The criminal case was handled by the U.S. Attorney’s Office for the District of Columbia and the Justice Department’s Office of Consumer Protection Litigation. The civil settlement was reached by the U.S. Attorney’s Offices for the District of Columbia and the District of Oregon and the Commercial Litigation Branch of the Justice Department’s Civil Division. The CIA was negotiated by the Office of Inspector General of the Department of Health and Human Services. The investigation was conducted by the Department of Veterans Affairs Office of Inspector General, the FBI’s Washington Field Office and FDA Office of Criminal Investigations.

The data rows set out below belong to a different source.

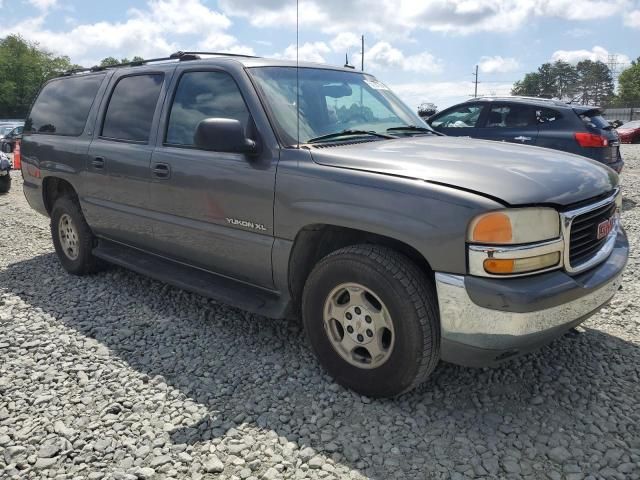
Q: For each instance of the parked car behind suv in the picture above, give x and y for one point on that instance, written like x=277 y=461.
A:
x=546 y=123
x=398 y=246
x=8 y=142
x=629 y=132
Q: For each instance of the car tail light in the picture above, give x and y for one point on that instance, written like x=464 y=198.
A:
x=591 y=140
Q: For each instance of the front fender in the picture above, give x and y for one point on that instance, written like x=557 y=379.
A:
x=430 y=218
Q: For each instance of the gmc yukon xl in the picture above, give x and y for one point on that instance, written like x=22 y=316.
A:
x=315 y=192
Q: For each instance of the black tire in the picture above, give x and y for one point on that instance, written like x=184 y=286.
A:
x=85 y=262
x=5 y=183
x=409 y=296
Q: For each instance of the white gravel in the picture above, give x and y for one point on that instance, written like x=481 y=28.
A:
x=119 y=376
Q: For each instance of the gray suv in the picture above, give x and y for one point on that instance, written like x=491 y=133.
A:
x=316 y=192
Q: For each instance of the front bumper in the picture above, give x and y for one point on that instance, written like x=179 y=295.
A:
x=486 y=321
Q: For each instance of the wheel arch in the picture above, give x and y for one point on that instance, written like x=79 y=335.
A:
x=53 y=188
x=313 y=242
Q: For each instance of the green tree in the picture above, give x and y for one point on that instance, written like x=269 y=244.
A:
x=112 y=61
x=596 y=85
x=529 y=86
x=629 y=85
x=24 y=67
x=552 y=80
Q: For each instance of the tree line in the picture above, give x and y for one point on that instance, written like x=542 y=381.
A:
x=25 y=67
x=587 y=83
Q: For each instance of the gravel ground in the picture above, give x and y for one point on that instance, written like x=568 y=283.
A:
x=119 y=376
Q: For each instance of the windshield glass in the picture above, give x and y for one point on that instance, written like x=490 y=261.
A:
x=331 y=101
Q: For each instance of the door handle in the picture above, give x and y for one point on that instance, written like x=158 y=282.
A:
x=161 y=170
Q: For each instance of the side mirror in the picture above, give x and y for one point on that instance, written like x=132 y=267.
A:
x=223 y=135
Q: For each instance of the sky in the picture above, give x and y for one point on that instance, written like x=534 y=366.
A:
x=424 y=50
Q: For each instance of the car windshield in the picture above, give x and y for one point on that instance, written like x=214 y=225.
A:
x=332 y=101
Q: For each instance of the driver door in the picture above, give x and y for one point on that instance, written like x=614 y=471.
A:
x=212 y=210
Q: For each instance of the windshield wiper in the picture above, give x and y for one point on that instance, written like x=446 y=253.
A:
x=412 y=128
x=345 y=133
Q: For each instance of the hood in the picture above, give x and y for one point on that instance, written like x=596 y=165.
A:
x=515 y=174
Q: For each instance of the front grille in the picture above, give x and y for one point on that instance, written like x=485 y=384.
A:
x=584 y=242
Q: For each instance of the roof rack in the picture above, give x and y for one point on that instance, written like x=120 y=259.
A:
x=517 y=97
x=180 y=56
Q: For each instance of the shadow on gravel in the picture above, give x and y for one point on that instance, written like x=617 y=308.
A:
x=580 y=392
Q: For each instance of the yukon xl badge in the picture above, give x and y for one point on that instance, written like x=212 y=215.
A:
x=604 y=228
x=247 y=224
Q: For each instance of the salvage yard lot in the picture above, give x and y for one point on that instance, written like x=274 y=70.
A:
x=119 y=376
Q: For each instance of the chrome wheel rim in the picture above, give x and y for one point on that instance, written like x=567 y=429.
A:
x=358 y=325
x=68 y=236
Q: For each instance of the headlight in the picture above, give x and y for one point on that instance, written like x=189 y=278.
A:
x=514 y=226
x=515 y=241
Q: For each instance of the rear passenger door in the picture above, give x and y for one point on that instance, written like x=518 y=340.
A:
x=459 y=121
x=510 y=122
x=213 y=210
x=120 y=155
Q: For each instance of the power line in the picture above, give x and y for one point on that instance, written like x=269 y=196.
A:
x=475 y=91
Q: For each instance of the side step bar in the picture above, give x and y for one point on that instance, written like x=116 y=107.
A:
x=220 y=288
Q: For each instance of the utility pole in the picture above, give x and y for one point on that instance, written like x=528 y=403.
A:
x=475 y=92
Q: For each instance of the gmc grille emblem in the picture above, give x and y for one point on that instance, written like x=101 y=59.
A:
x=604 y=228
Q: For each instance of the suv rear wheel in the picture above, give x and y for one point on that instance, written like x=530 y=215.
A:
x=371 y=316
x=72 y=237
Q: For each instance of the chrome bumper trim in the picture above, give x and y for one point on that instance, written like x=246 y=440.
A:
x=463 y=321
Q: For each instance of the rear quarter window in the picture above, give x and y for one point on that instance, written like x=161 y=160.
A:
x=63 y=105
x=595 y=121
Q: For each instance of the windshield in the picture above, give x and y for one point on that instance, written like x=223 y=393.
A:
x=331 y=101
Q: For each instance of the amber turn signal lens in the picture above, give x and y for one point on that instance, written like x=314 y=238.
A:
x=493 y=228
x=499 y=266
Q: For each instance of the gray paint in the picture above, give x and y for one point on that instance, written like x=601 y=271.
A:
x=516 y=174
x=421 y=191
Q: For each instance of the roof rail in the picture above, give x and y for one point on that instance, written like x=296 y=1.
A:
x=517 y=97
x=180 y=56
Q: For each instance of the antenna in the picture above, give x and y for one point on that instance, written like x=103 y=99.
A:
x=297 y=73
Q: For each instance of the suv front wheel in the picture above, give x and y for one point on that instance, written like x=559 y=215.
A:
x=371 y=316
x=72 y=237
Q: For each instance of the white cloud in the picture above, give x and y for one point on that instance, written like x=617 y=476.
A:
x=143 y=32
x=498 y=64
x=43 y=5
x=402 y=17
x=383 y=56
x=595 y=54
x=308 y=52
x=632 y=19
x=445 y=94
x=344 y=41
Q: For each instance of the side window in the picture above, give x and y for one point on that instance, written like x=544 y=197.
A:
x=546 y=115
x=203 y=95
x=131 y=107
x=511 y=116
x=63 y=105
x=463 y=116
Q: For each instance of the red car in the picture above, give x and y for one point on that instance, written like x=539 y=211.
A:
x=629 y=132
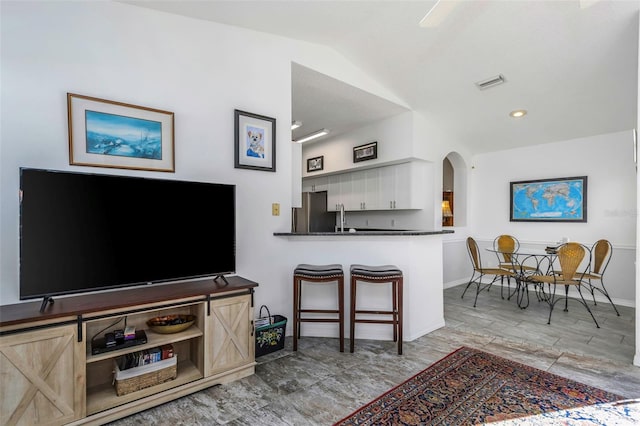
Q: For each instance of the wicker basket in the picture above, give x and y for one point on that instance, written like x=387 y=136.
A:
x=134 y=379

Assistance was provided by the National Association of Medicaid Fraud Control Units and the offices of various state Attorneys General.
This resolution is part of the government’s emphasis on combating health care fraud and another step for the Health Care Fraud Prevention and Enforcement Action Team (HEAT) initiative, which was announced by Attorney General Eric Holder and Kathleen Sebelius, Secretary of the Department of Health and Human Services in May 2009. The partnership between the two departments has focused efforts to reduce and prevent Medicare and Medicaid financial fraud through enhanced cooperation. One of the most powerful tools in that effort is the False Claims Act, which the Justice Department has used to recover more than $5.7 billion since January 2009 in cases involving fraud against federal health care programs. The Justice Department’s total recoveries in False Claims Act cases since January 2009 are more than $7.3 billion.